Gendered housework stereotypes run so deep that even members of fictional same-sex couples got assigned certain chores over others based on how feminine or masculine their interests were. A man who likes shopping and rom-coms, for instance, would get stuck with washing dishes and grocery shopping, while his basketball-playing, guns and explosions–loving husband got to breathe the crisp fall air as he mowed the lawn.

The authors of the study were taken aback by the results; they expected income to play a larger role in housework division. “Most research on housework suggests that couples divide housework along different axes; for example, lower-earning partners do more housework than higher-earning partners,” study author Natasha Quadlin told the Huffington Post. “Instead, our findings suggest that [gender] is by far the biggest determinant of Americans’ attitudes toward housework.”

The representative sample of 1,025 participants did expect higher-earning partners to take care of finances while lower-earning partners did more cooking, cleaning, and laundry, but the chore disparity was far more affected by gender and gender presentation. Female breadwinners were still expected to do more household chores and child care than their lower-earning male partners; 75 percent of participants said the straight female partner should take care of laundry while only 57 percent assigned it to the lower-earning partner. The only aspect of child care that a slight majority of participants assigned to men was discipline.

As long as there have been gender-disaggregated data about housework, they have shown that women do more of it, especially when it comes to traditionally feminine chores. But this study’s inclusion of same-sex couples, relative income, and information about gendered interests proves that the chore gap is strongly connected to gender norms and can’t be explained away by income differences. In scenarios involving straight couples, participants had gender outweigh gendered interests when it came to divvying up chores: Women who loved sports still had to do more feminine chores than male partners who baked cookies in their spare time. Among gay couples, lacking a traditional mold in which to shape household labor division, participants’ brains shorted out and defaulted to other recognizable stereotypes: They tasked the more feminine partner of either gender with meeting the physical and emotional needs of children.

Straights have long presumed that the preferences and practices of same-sex couples fall along traditional gendered lines—ask the members any gay couple how often they’ve been asked “who wears the dress” or “who’s the man” in the relationship.

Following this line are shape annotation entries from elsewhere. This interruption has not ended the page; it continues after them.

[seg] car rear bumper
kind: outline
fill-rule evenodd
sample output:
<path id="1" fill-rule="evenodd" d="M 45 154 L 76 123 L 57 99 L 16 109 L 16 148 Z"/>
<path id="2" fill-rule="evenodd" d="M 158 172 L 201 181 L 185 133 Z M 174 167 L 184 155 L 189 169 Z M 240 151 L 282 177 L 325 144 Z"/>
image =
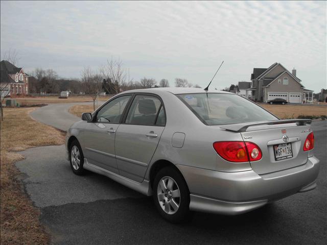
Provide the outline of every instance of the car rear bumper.
<path id="1" fill-rule="evenodd" d="M 319 161 L 259 175 L 253 170 L 219 172 L 177 165 L 191 192 L 191 210 L 224 214 L 248 212 L 266 204 L 314 189 Z"/>

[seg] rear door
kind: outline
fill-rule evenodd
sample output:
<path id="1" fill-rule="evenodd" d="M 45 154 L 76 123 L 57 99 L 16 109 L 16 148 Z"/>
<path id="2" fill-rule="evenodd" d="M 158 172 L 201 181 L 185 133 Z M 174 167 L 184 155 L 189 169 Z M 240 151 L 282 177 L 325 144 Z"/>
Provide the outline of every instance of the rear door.
<path id="1" fill-rule="evenodd" d="M 116 133 L 115 154 L 120 174 L 141 182 L 166 125 L 164 105 L 159 97 L 136 95 L 125 123 Z"/>
<path id="2" fill-rule="evenodd" d="M 262 158 L 250 163 L 257 174 L 263 174 L 306 163 L 309 152 L 305 152 L 303 146 L 311 132 L 310 125 L 292 123 L 252 126 L 241 134 L 245 141 L 260 148 Z"/>
<path id="3" fill-rule="evenodd" d="M 118 173 L 114 139 L 124 110 L 131 95 L 118 97 L 103 106 L 94 116 L 94 122 L 84 130 L 84 156 L 89 163 Z"/>

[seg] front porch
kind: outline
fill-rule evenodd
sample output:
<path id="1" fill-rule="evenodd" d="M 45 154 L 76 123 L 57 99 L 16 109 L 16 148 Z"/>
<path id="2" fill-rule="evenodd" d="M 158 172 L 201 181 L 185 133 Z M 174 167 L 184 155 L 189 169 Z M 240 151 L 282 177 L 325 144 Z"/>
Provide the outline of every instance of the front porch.
<path id="1" fill-rule="evenodd" d="M 313 90 L 310 89 L 303 90 L 303 102 L 305 103 L 313 103 Z"/>

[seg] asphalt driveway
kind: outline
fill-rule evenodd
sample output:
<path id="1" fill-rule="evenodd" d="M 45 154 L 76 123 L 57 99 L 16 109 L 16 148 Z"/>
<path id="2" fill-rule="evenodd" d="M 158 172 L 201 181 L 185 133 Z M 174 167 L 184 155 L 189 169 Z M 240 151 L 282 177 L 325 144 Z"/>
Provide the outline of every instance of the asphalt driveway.
<path id="1" fill-rule="evenodd" d="M 104 102 L 99 101 L 99 106 Z M 32 117 L 40 122 L 50 125 L 57 129 L 67 131 L 71 126 L 81 120 L 75 115 L 69 113 L 68 110 L 75 105 L 92 105 L 93 103 L 53 104 L 40 107 L 31 113 Z M 85 112 L 90 112 L 86 111 Z"/>
<path id="2" fill-rule="evenodd" d="M 26 159 L 16 165 L 53 244 L 324 244 L 327 121 L 312 127 L 315 155 L 322 163 L 316 189 L 239 216 L 196 213 L 184 224 L 163 220 L 151 198 L 108 178 L 74 175 L 63 145 L 22 152 Z"/>

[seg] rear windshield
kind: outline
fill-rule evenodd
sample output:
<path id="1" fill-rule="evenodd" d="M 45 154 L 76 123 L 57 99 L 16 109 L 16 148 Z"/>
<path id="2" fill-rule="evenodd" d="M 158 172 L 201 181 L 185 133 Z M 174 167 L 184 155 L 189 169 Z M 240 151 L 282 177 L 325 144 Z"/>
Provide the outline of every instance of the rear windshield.
<path id="1" fill-rule="evenodd" d="M 236 94 L 201 93 L 177 96 L 208 125 L 278 119 L 255 104 Z"/>

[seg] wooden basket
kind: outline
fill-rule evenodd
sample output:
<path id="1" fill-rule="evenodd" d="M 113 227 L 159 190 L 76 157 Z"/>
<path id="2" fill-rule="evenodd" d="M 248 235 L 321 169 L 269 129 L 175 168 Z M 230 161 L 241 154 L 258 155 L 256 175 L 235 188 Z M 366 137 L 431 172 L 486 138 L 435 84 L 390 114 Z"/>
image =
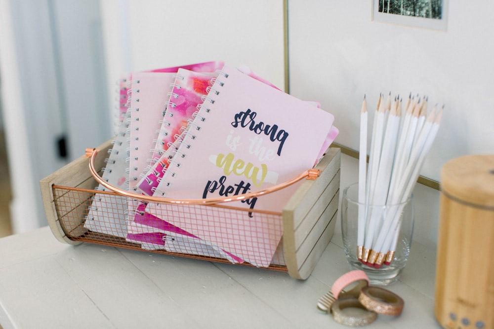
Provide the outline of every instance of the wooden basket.
<path id="1" fill-rule="evenodd" d="M 111 141 L 108 141 L 97 149 L 106 152 L 111 147 Z M 94 159 L 96 170 L 101 171 L 104 167 L 103 158 Z M 73 245 L 86 242 L 143 250 L 139 244 L 115 235 L 93 232 L 84 227 L 92 200 L 97 193 L 128 199 L 115 192 L 95 189 L 98 183 L 90 171 L 89 162 L 87 155 L 82 156 L 40 181 L 45 212 L 54 235 L 61 242 Z M 270 220 L 282 221 L 283 232 L 275 256 L 267 268 L 288 272 L 290 276 L 297 279 L 305 279 L 310 275 L 332 236 L 336 223 L 340 163 L 340 149 L 329 148 L 315 168 L 320 171 L 320 176 L 315 180 L 305 180 L 281 213 L 266 215 L 270 217 Z M 201 210 L 210 210 L 217 216 L 226 218 L 234 215 L 236 212 L 246 211 L 223 204 L 185 204 L 179 207 L 180 211 L 176 214 L 178 216 L 183 213 L 197 212 L 198 207 Z M 113 216 L 113 214 L 108 214 L 109 218 Z M 226 259 L 217 257 L 164 249 L 146 251 L 230 263 Z M 235 266 L 238 265 L 253 266 L 246 262 Z"/>

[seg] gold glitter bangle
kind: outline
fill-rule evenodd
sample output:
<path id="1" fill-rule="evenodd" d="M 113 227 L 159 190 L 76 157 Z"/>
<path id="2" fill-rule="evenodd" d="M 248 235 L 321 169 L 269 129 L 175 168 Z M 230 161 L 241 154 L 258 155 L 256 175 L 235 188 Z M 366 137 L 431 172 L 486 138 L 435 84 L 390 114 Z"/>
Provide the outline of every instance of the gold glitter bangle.
<path id="1" fill-rule="evenodd" d="M 352 327 L 361 327 L 372 323 L 377 314 L 366 309 L 356 298 L 338 299 L 331 307 L 334 321 Z"/>
<path id="2" fill-rule="evenodd" d="M 360 291 L 359 301 L 368 310 L 379 314 L 400 315 L 405 302 L 400 296 L 379 287 L 365 287 Z"/>

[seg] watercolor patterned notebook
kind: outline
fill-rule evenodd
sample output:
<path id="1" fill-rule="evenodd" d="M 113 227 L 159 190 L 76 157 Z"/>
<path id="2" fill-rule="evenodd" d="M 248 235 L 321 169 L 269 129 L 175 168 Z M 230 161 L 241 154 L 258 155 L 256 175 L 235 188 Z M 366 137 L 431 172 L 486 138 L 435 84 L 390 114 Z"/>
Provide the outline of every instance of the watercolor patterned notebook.
<path id="1" fill-rule="evenodd" d="M 207 94 L 207 89 L 212 85 L 211 78 L 217 75 L 216 73 L 178 70 L 151 156 L 151 168 L 136 185 L 139 191 L 153 195 L 168 164 L 167 153 L 164 157 L 164 154 L 177 139 L 180 140 L 180 136 L 197 112 L 203 97 Z"/>
<path id="2" fill-rule="evenodd" d="M 154 195 L 217 197 L 285 182 L 317 161 L 333 121 L 332 114 L 313 105 L 225 66 Z M 234 203 L 280 212 L 295 186 L 291 187 Z M 146 211 L 159 216 L 174 208 L 150 204 Z M 255 212 L 245 214 L 228 223 L 205 217 L 169 216 L 166 220 L 255 266 L 269 266 L 282 223 L 258 218 Z M 268 230 L 275 233 L 266 237 Z"/>

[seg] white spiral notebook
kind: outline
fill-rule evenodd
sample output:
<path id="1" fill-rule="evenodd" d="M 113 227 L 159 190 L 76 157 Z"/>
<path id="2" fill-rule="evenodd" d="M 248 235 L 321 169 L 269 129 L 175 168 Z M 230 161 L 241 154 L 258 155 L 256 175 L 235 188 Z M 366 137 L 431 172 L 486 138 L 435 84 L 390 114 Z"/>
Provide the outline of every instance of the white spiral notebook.
<path id="1" fill-rule="evenodd" d="M 155 195 L 217 197 L 285 182 L 313 167 L 333 120 L 312 104 L 225 66 Z M 295 187 L 234 205 L 280 212 Z M 168 208 L 150 204 L 146 210 L 159 217 L 161 209 Z M 166 220 L 259 266 L 269 266 L 282 233 L 281 222 L 247 212 L 229 222 L 204 216 Z M 266 236 L 266 232 L 273 233 Z"/>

Gender norms are some of the first social cues kids learn; I’ll never forget the time a 6-year-old girl saw my more masculine partner sitting on my lap and, wonderfully unmoved by the sight of two women showing romantic affection, still told us we should switch places because it would “look right” if the one in the dress was on top.

This new study also provides another example of how rigid gender expectations hurt men: Even if straight-guy Bobby likes to bake, his peers still think his wife should be the family cook. And what if Bobby’s wife is the better car mechanic? Fans of clean houses, working automobiles, and delicious baked goods must not stand for this.